One of my all time favorite stories is the classic Hitchhikers Guide to the Galaxy by Douglas Adams. And thankfully Garth Jennings did a great job transferring the story to the screen. The Blu-ray is visually fantastic and while sometimes a tad light on the surround usage has some great LFE content. I have long turned to the Earth Destruction chapter to listen for a subwoofer's ability to handle deep bass, as there is usable content down to 10Hz in this scene. With my reference sub, a MartinLogan Descent i, the lowest notes were not hit, however it does not react badly to being fed such a low note. Unlike other cheaper subs that will either crack loudly, emit ugly sounds from the ports, or worse shut down. With the SS2 I felt all the bass and heard no ill effects from the cabinet. This is the first sub in my listening room to do justice to this chapter.
Overall I found the MCS1's to be versatile, revealing and detailed. They produce a wide sweet-spot, throw a huge soundstage and were able to play very loud without any distortion. Solid on their own, the MCS1's still benefit from an added subwoofer and are perfectly matched to the unique SS2 subwoofer – easily the most capable sub I have heard to date. While I do prefer the sound of panels/dipoles for 2ch music listening, I would have no problem choosing this speaker set for a movie first or multi-channel music system.
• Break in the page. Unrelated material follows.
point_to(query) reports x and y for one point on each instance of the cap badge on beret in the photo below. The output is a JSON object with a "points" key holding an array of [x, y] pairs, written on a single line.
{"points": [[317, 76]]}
I am not going to sugar coat this, $2,950 per speaker is a lot of money. Yes you can find cheaper speakers and no, these are not the best speakers ever. What they are is a highly-refined extremely clear and detailed speaker with no listening fatigue. And for the money you get over-built furniture-grade cabinets, custom designed components built in house and a ten year warranty. These speakers do their best with solid amplification and they will reveal many recording flaws. For good or bad!